If the Palin family saga was a novel it would be written by:
a. Tennessee Williams
b. Erskine Caldwell
c. Robert W. Service
d. L. Ron Hubbard
chascates: e. Hunter S Thompson
norbizness: And not a moment too soon.
Tommmcatt: That was the epiphany I had after watching Milk (and thank you for the sweet compliment on my vag). I’ve used the words, “faggot,” “homo,” “fuckinggay,” or “fuckingdyke” (always one word) exclusively perjoratively. I refer to people’s sexual preference as gay (and sometimes queer).
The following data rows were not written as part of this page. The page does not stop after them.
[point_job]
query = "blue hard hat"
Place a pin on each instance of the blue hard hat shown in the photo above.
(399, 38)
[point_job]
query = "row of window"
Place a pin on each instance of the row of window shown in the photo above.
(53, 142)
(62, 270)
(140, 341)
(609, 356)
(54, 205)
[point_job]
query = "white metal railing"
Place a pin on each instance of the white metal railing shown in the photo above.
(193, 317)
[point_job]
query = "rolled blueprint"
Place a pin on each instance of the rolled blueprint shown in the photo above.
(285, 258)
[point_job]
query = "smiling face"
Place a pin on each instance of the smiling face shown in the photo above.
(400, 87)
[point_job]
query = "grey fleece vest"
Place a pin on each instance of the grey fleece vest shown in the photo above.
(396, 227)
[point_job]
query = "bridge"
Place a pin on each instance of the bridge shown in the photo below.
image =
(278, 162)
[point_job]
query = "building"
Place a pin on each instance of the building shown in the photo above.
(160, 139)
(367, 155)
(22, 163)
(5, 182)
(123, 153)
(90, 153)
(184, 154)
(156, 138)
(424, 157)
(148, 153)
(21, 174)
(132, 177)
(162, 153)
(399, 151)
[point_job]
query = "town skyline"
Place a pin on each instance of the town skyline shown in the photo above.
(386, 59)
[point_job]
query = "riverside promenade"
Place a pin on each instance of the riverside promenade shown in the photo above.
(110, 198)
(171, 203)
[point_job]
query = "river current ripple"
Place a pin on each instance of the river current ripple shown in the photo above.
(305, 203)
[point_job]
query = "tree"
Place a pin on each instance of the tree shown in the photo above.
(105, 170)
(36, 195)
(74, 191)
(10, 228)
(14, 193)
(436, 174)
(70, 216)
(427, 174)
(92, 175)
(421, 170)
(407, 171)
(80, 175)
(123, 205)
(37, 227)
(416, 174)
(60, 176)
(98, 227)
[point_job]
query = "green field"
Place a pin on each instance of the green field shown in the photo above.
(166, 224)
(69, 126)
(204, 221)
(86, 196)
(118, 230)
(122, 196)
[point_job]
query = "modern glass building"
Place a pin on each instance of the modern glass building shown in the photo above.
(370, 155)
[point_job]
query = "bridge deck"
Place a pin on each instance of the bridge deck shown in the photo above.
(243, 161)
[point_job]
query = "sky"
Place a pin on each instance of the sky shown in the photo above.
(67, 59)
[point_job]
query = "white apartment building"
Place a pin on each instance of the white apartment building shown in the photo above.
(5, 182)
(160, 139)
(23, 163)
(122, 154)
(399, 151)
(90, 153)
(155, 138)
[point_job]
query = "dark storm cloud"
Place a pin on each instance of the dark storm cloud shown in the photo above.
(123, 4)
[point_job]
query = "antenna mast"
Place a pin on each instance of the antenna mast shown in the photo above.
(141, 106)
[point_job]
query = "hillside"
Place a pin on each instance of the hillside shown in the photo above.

My 71 year old heterosexual mother’s best friend is gay - and I sometimes refer to her as lesbian, but usually it’s gay. What became clear to me was exactly what you are pointing out - that gay shouldn’t = anything other than sexual preference. Really. The reason it took me so long to become conscious of the fact that I was doing this is because there are no words anyone can call me that would offend me (they were all used up on me as a kid and I pretty much became immune - my mother even used to call me a cunt on occasion - usually when I deserved it), so I failed to notice that it’s not so with everyone else. I need some new invective. P.S. I thought us micks were the alcoholics?
Custerwolf:
Identity politics are A) sometimes convoluted and B) as Norbizness and V572625694 point out, almost always boring. I have to admit that as a young queer it used to bother me, but then I realized that peoples choice of words say nothing about me and everything about them…plus, we are hypocrites, I have buddies I call up sometimes just to CALL them a faggot, I’ve turned guys down because they I thought they were “too faggy”, etc. I just thought the original comment was ironic so I pointed it out…
Tommmcatt: “peoples’ choice of words say nothing about me and everything about them.”
That, put quite nicely and succinctly, is the only reason I wish to become more aware of what comes out of my mouth. It’s not to be PC. That said, I will no doubt continue to call my boyfriend a retarded twat should circumstances demand it.
Tommmcatt: No I don’t think your analogy holds. My gay friends roll their eyes, muttering “He’s SO gay,” only when talking about the real showy, campy queens. Or someone having one of those campy-queen moments. They are not saying everyone who is gay is “so gay.”
Zadig: Louisiana is good for both. As the T-shirt I got at Mardi Gras one year before Bush became President of Hurricanes sez:
FORGET THE FISH, HONEY
I’M COMING HOME WITH THE CRABS
Custerwolf: Tommmcatt: This is why God invented the word “ghey”, also “gai”. Also.
That video seriously needs a Rickroll.
Lascauxcaveman: “real niggaz” refer to themselves as such.
Lascauxcaveman:
In other words, not ALL black people are n—-rs!